Por que a lenda de Atlântida continua cativando a imaginação popular, mesmo com evidências de que nunca existiu?
Da tumba do Rei Tut aos Manuscritos do Mar Morto, parece que não há nada que os arqueólogos não possam desenterrar. Então, por que ainda não encontraram Atlântida? Essa é uma pergunta frequentemente feita a arqueólogos como David S. Anderson, que diz ser bombardeado com perguntas sobre a ilha e sua suposta existência diariamente.
“É muito mais comum as pessoas me perguntarem sobre pseudoarqueologia do que sobre arqueologia regular”, diz Anderson, professor assistente da Universidade de Radford, especializado em arqueologia Maia e Mesoamericana, em reportagem publicada pelo National Geographic.
Para ele e seus colegas, a resposta é sempre a mesma: nunca encontraremos Atlântida porque é inteiramente fictícia. Mas isso não impediu que a suposta existência da ilha perdida (ou continente) despertasse a imaginação do público, deixando mais de mil anos de especulação e teorias da conspiração em seu rastro.
A história de Atlântida é o tema de obras modernas como Viagem ao Centro da Terra e a recente série da Netflix, Apocalipse Antigo. Mas a história é criação do filósofo grego Platão, que apresentou a ilha em dois de seus diálogos socráticos no século IV a.C. Platão a chamou de Atlantis nêsos, ou “ilha de Atlas”, e não pretendia que ela representasse o ápice da realização humana. Em vez disso, a civilização insular foi concebida como um contraponto fictício à cidade real de Atenas.
“Platão é um mentiroso”, diz Flint Dibble, arqueólogo e pesquisador da Universidade de Cardiff. “Ele nunca afirma estar escrevendo história”. Contudo, mesmo com indicações de que a cidade era imaginária, a ideia de Atlântida alimentou imaginações desde então, juntamente com alegações de que era um lugar real cujos restos contêm provas de uma civilização perdida e superior.
A busca por Atlântida já passou pelo Mediterrâneo, Pacífico, Atlântico e até pela Escandinávia. Porém, a falta de evidências históricas reais que sustentem a parábola de Platão não impediu as pessoas de continuarem suas caçadas e insistirem que os arqueólogos estão escondendo provas da cidade perdida do público.
“A ideia de que arqueólogos encobririam algo ou não publicariam algo é ridícula”, diz Anderson. “Você se destaca na arqueologia desafiando o status quo”. Para ele e Dibble, enfrentar a crença pública na ilha lendária e as alegações de uma conspiração arqueológica obscura em torno de sua localização se tornou uma atividade paralela às suas especialidades arqueológicas.

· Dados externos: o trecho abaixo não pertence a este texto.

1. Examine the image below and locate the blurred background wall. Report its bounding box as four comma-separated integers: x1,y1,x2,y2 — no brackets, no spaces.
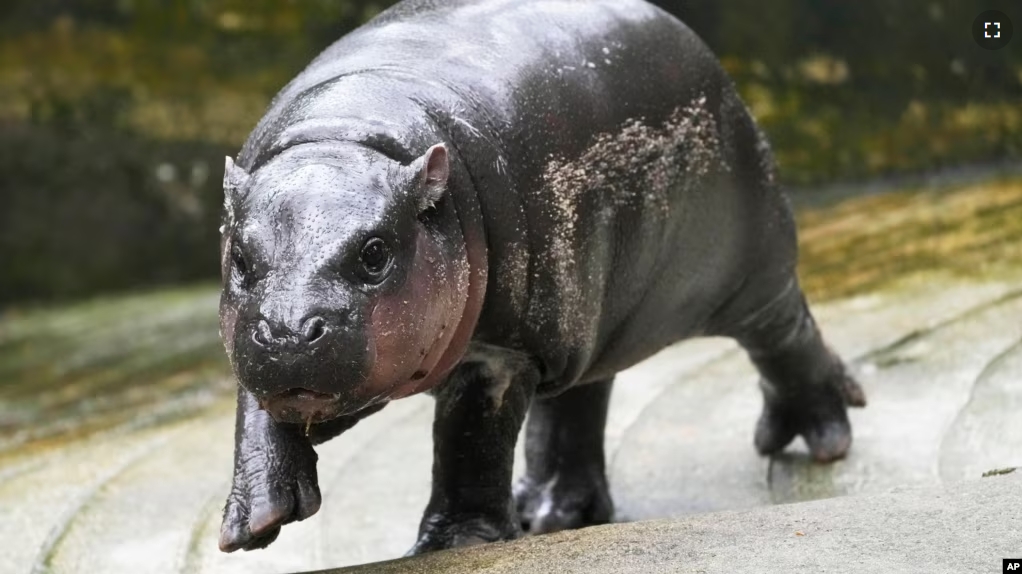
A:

As alegações sobre Atlântida não são apenas diversão. Especulações do século XIX sobre a ilha ajudaram a inspirar as teorias raciais por trás do nazismo, incluindo afirmações de que o continente era a pátria dos racialmente superiores arianos. Além disso, a insistência de que uma civilização perdida foi responsável pelas magníficas cidades das Américas pré-coloniais menospreza as verdadeiras realizações dos povos indígenas que as construíram.

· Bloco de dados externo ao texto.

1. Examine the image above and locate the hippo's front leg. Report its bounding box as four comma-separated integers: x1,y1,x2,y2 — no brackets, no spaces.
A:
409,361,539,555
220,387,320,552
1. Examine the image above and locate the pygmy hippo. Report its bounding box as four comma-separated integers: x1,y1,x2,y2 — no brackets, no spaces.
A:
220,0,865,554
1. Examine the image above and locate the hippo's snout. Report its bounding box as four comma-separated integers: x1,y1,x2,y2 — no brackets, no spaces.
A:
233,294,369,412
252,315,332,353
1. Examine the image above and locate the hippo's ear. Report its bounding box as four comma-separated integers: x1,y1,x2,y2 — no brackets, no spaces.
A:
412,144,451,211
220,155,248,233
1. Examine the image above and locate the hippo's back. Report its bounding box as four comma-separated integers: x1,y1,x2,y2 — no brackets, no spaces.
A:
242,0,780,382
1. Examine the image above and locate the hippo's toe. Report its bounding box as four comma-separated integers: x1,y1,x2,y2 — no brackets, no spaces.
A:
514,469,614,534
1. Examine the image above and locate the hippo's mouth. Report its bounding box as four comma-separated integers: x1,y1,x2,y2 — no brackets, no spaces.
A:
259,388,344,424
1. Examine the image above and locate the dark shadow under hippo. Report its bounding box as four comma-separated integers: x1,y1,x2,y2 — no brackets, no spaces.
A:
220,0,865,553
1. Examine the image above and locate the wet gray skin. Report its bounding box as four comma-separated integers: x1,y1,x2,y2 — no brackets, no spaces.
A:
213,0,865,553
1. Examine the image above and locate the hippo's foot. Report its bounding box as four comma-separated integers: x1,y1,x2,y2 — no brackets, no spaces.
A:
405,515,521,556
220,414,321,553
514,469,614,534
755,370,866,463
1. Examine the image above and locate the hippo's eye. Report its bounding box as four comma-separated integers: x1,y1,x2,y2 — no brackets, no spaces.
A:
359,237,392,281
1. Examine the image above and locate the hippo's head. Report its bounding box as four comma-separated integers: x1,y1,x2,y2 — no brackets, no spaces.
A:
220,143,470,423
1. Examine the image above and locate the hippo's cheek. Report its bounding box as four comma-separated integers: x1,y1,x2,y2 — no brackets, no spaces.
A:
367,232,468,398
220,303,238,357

“Não acho que todos os que acreditam nisso sejam necessariamente racistas ou supremacistas brancos, mas [o mito de Atlântida] reforça a supremacia branca”, diz Dibble. Ambos os estudiosos acrescentam que a busca por Atlântida mina o trabalho de arqueólogos legítimos, cujas descobertas em todos os continentes podem ser negligenciadas, ignoradas ou desacreditadas devido à fixação contínua do público no imaginário.

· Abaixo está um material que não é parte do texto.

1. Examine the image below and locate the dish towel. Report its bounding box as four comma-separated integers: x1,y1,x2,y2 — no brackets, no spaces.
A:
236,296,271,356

“Quando as pessoas se encantam com essa ideia, fica mais fácil parar de acreditar nos especialistas”, afirma Dibble. “Isso pode ser entretenimento para alguns, mas para outros é um portal para teorias da conspiração ainda mais sombrias”.
Se o público está interessado em Atlântida, os estudiosos sugerem que se concentrem em outras partes da história antiga que ainda despertam a imaginação até hoje. Para Dibble, que estuda as respostas das pessoas antigas às mudanças climáticas de suas épocas, os desastres naturais presentes na história de Atlântida mostram como é fácil focar em inundações ou terremotos, em vez de ameaças climáticas mais comuns, mas igualmente perigosas, como secas e insegurança alimentar.
Já para Anderson, vale a pena analisar a história que Platão realmente queria contar, em vez de perder tempo buscando uma ilha que existia apenas para provar um ponto filosófico. “Segundo Platão, Atlântida tentava destruir a civilização”, diz Anderson. “Atlântida era o vilão na história de Platão”. Em vez de se concentrar na probabilidade da existência da ilha, o arqueólogo afirma que é válido revisitar a própria exploração de Platão sobre a arrogância e os perigos do poder desenfreado – temas que ainda ressoam muito bem cerca de 24 séculos após o filósofo contar sua história pela primeira vez.